Sunday, December 24, 2006

Ed. Notes Has No (Great) Expectations

While rummaging through the Feb. '02 edition of Ed Notes I came across this article. The Exec Bd meeting referred to probably took place in Jan. '02 and Randi Weingarten was hinting that someone was leaking info from the meetings to the NY Post, looking at me while she said it. If anyone was leaking it was surely her people, if not she herself. This was a very short time after Bloomberg was elected and the honeymoon was still on, which by the way I still think never really ended no matter what has been said. A great cartoon if you just change the location and author. (Any photoshop experts out there who want to take a shot?)

At a recent Ex. Bd. meeting, Randi Weingarten made some comments regarding Ed. Notes. She seemed to feel that Ed. Notes was holding her to certain [unattainable?] standards. Or perhaps she assumed the laptop computer being used by the Ed. Notes reporter had a direct link to the NY Post.

Weingarten should be assured that Ed. Notes holds her to no standards.
We know that there will never be changes in the Taylor Law, no matter how many of our endorsed candidates get elected.
We have no expectations that she will deliver a contract with anything of substance other than money.
She will continue the tradition of her predecessors of promoting a contract that has been basically unchanged in over 30 years.
We don’t expect her to address the horrendous working conditions, the demoralization of teachers (Will a big raise really solve THAT problem?), the large class sizes, the negative impact of testing, etc., etc., etc.
We do not expect her to try to find long-term solutions to the many problems that teachers and schools face.
We do expect her to continue to put the bulk of our union’s energy into short term crisis management and into the political arena.
By the way: the Ed. Notes reporter was playing Solitaire on the laptop and wasn’t even listening. We’ve heard it all before.

Ed Notes Reprint Feb. 02


  1. I'm gonna have to take exception that the contract was unchanged for thirty years. We've had some improvements, to wit:

    1. the UFT transfer plan
    2. reduction of lunchroom duty to only once every six years
    3. the elimination of lunchroom duty, along with hall duty and potty patrol

    I'm sure there are many others I haven't thought of. However, we've also had some setbacks:

    1, the elimination of the UFT transfer plan
    2. the re-introduction of lunch, hall and potty duty as permanent assignments
    4. the 37.5 minute sixth class (the one that is not a class)
    5. School in August
    6. The inability to grieve LIF
    7. the Absent Teacher Reserve

    I'm sure there are others. But we are definitely seeing changes in the contract.

  2. NYC,
    My memory is sketchy about contract changes through the years, but writing that in early '02, and never having not been accused of using just a bit of hyperbole,

    I was focused on things like class size, the grievance procedure (now worse than it was 35 years ago), the ability of teachers to have more say in their schools, early stages of erosion of seniority rigts, and general working conditions.

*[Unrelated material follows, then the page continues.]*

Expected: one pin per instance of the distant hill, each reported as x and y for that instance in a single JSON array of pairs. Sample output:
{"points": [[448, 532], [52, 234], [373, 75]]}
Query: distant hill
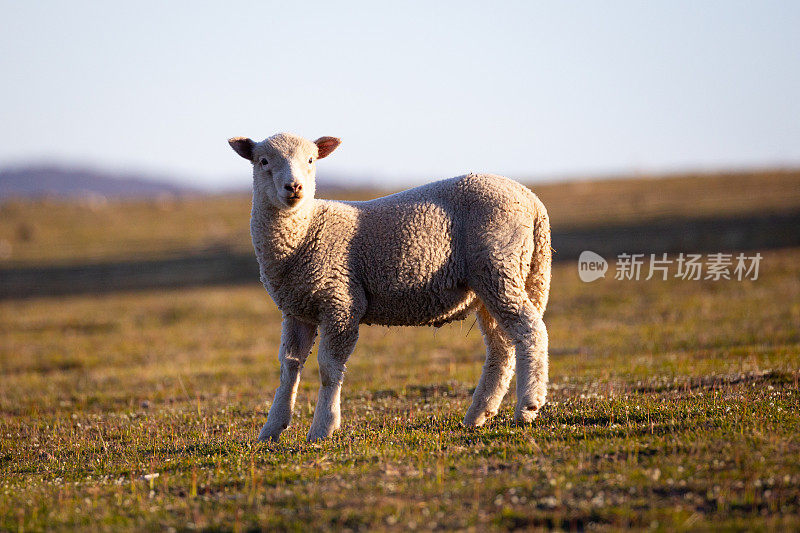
{"points": [[37, 181]]}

    The removal of potty partrol in the '95 contract really affected only a few teachers in elementary schools as it was the cluster teachers who did the duty, and often in exchange for less teaching periods.

    Generally what I was seeing in early '02 was the beginning of erosion of things we had for 30 years. Knowing what happened in Chicago under mayoral control, I knew much worse was coming and had no expectations Weingarten would do anything to protect us.

    I agree the contract HAS changed, especially in the last few years -- for the worse.